Satchel Paige: Striking Out Jim Crow

Satchel Paige: Striking Out Jim Crow

James Sturm, Rich Tommaso
Illustrator:  Gerald Early 
Graphic Novel
For ages 9 to 12
Hyperion, 2007   ISBN: 978-0786839001

An eighteen year old sharecropper called Emmet is leaving his wife and child to go and play baseball with the Red Sox, a Negro team. He plays very well until his team comes up against the Black Barons. Satchel Paige, the famous black baseball player, will be pitching. Emmet is determined that Satchel Paige will not get the better of him. And, sure enough the young man does very well indeed - Satchel Paige does not strike him out. But the sharecropper from Alabama blows out his knee as he comes into the home plate. As he lies there he sees Satchel Paige standing above him. Satchel Paige gives Emmet the ball that they just played.

Back in Tuckwilla, Alabama, the former baseball player is working in the fields again. He tries to ensure that his little soon Emmet Jr. goes to school even when the cotton needs picking, but the landowners, the Jennings twins, make sure that Emmet Jr. is in the fields. First they threaten Emmet and try to intimidate him. Then they hurt Emmet Jr. There is nothing that Emmet can do - he has make sure that his little son is in the fields during the cotton picking season.

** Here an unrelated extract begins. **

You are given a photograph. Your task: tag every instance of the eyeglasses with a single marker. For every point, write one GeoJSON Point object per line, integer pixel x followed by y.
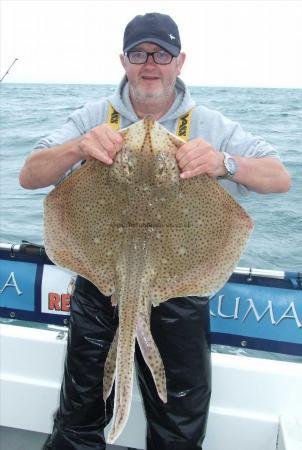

Then the Tuckwilla All-Stars, the local baseball team run by the Jennings twins, sets up a game against the Satchel Paige All-Stars. It is obvious that the Jennings - who played baseball for a while - hope to show everyone that their team is better than the Negro team. Even after the game begins Satchel Paige does not show his face. His team begins to lose and the white players are feeling cocky. Then Satchel Paige begins to pitch and everything changes. Satchel does not care that the team he is playing against is white. He plays around and goofs off just as he always does. Then one of the Jennings twins uses the N-word. Now the game takes a serious turn and Paige sets about showing everyone what a brilliant baseball pitcher can do.

This remarkable book not only tells the story of two games which have a profound effect on a poor sharecropper from the south. It also gives readers a picture of what it was like to live in the United States in the 1930's. It shows readers how cruel the Jim Crow laws were and how all pervasive racism was. It is hard to imagine today how anyone could force a man to make his little son work in the fields rather than go to school, and yet such things were done. As we read we also find out what Satchel Paige was like as a player and as a man. He was quiet and had a sense of humor. He liked to play with the minds of the people he pitched against. He also wasn't willing to let white players intimidate and insult him. He found his own way to fight back - by pitching them out of the inning.